Problem setting: We define a cylinder with a hole \begin{equation} A_{\delta} = \{(x',x_N) \in \mathbb{R}^{N-1} \times \mathbb{R} \mid \delta \leq |x'| \leq 1 \} \end{equation} for some $\delta \in (0,1)$ and we set $N_{i} = \{(x',x_N) \in \mathbb{R}^{N-1} \times \mathbb{R} \mid |x'|=1, x_N= i\}$ for $i \in \{\pm 1\}$. Then we consider an orientable compact $(N-1)$-dimensional (smooth) manifold $M \subset \mathbb{R}^N$ with $\partial M = N_{+1} \cup N_{-1}$.

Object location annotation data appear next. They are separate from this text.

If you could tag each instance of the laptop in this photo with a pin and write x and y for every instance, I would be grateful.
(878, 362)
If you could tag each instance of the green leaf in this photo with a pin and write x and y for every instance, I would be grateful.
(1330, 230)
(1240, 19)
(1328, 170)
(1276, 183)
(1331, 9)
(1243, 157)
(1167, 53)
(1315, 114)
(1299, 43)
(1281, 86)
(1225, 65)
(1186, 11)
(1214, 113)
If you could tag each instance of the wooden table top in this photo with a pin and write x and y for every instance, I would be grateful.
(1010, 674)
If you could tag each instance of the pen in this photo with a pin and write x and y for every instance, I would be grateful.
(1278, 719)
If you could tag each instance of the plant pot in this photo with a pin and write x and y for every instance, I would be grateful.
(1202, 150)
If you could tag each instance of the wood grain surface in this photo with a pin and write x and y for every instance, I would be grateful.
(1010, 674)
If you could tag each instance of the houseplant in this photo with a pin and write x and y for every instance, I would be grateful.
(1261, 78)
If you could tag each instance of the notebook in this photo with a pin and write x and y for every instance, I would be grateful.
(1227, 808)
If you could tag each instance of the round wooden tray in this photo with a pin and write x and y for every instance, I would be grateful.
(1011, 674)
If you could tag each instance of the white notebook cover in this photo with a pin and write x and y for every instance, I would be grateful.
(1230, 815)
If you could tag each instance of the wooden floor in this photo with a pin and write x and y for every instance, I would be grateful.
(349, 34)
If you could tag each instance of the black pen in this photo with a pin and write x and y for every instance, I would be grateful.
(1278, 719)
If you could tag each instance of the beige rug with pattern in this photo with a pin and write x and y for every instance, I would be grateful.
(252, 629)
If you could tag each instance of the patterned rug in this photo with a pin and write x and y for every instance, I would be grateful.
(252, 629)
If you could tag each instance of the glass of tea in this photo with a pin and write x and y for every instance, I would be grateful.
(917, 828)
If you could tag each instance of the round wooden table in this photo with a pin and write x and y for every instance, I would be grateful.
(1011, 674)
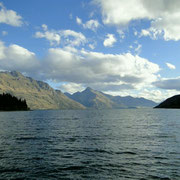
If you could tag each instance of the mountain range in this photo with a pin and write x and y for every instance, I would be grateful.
(39, 95)
(170, 103)
(96, 99)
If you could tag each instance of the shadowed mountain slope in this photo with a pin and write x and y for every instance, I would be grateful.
(38, 94)
(96, 99)
(171, 103)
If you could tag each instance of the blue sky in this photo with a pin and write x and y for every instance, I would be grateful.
(116, 46)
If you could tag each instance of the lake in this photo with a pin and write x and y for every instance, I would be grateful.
(90, 144)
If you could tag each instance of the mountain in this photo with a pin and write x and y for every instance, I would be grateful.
(11, 103)
(93, 99)
(171, 103)
(38, 94)
(96, 99)
(131, 101)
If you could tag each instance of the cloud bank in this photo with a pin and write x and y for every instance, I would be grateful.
(163, 15)
(10, 17)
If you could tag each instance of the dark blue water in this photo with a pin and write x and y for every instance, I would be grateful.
(105, 144)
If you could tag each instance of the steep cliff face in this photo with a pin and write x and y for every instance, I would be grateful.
(38, 94)
(170, 103)
(96, 99)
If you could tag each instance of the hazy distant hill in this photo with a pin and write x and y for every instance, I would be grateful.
(38, 95)
(131, 101)
(171, 103)
(95, 99)
(11, 103)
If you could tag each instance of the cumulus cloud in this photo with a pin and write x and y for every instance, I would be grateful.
(91, 24)
(15, 57)
(170, 66)
(77, 37)
(69, 37)
(110, 40)
(4, 33)
(164, 15)
(81, 68)
(10, 17)
(79, 21)
(71, 87)
(170, 84)
(53, 37)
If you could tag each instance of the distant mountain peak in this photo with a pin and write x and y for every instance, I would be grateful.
(88, 89)
(15, 73)
(38, 94)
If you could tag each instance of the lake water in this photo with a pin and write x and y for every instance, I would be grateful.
(90, 144)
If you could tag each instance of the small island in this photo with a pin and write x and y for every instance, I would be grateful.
(12, 103)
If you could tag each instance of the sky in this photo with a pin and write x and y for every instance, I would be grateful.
(119, 47)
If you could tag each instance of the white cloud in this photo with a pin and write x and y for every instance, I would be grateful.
(138, 49)
(71, 87)
(80, 68)
(164, 15)
(91, 24)
(92, 46)
(69, 37)
(121, 33)
(53, 37)
(170, 66)
(168, 83)
(4, 33)
(123, 71)
(78, 37)
(10, 17)
(78, 20)
(110, 40)
(15, 57)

Question: Is it true that, if $M \subset A_{\delta}$, then $N_{+1}$ and $N_{-1}$ are in the same connected component of $M$? (If it's true, how can we prove it?)
Thank you for your time!
If $N_{+1}$ and $N_{-1}$ are not in the same connected component, then the connected component of $N_{+1}$ is a compact manifold $M_0\subset A_\delta$ with boundary $N_{+1}$, so it suffices to show that no such manifold exists. Consider the fundamental class $[N_{+1}]\in H_{N-1}(N_{+1})$. Note that the image of $[N_{+1}]$ in $H_{N-1}(A_\delta)$ is nontrivial, since $A_\delta$ deformation-retracts to $N_{+1}$. Thus the image of $[N_{+1}]$ in $H_{N-1}(M_0)$ must be nontrivial as well. But this is false, since $[N_{+1}]$ is the boundary of $M_0$. (Explicitly, for instance, if you pick a triangulation of $M_0$, then the sum of all the $(N-1)$-simplices with appropriate orientations will be an $(N-1)$-chain whose boundary is a representative for $[N_{+1}]$. Or you can work with mod 2 coefficients and not have to worry about orientations, and do not need to assume that $M$ is orientable.)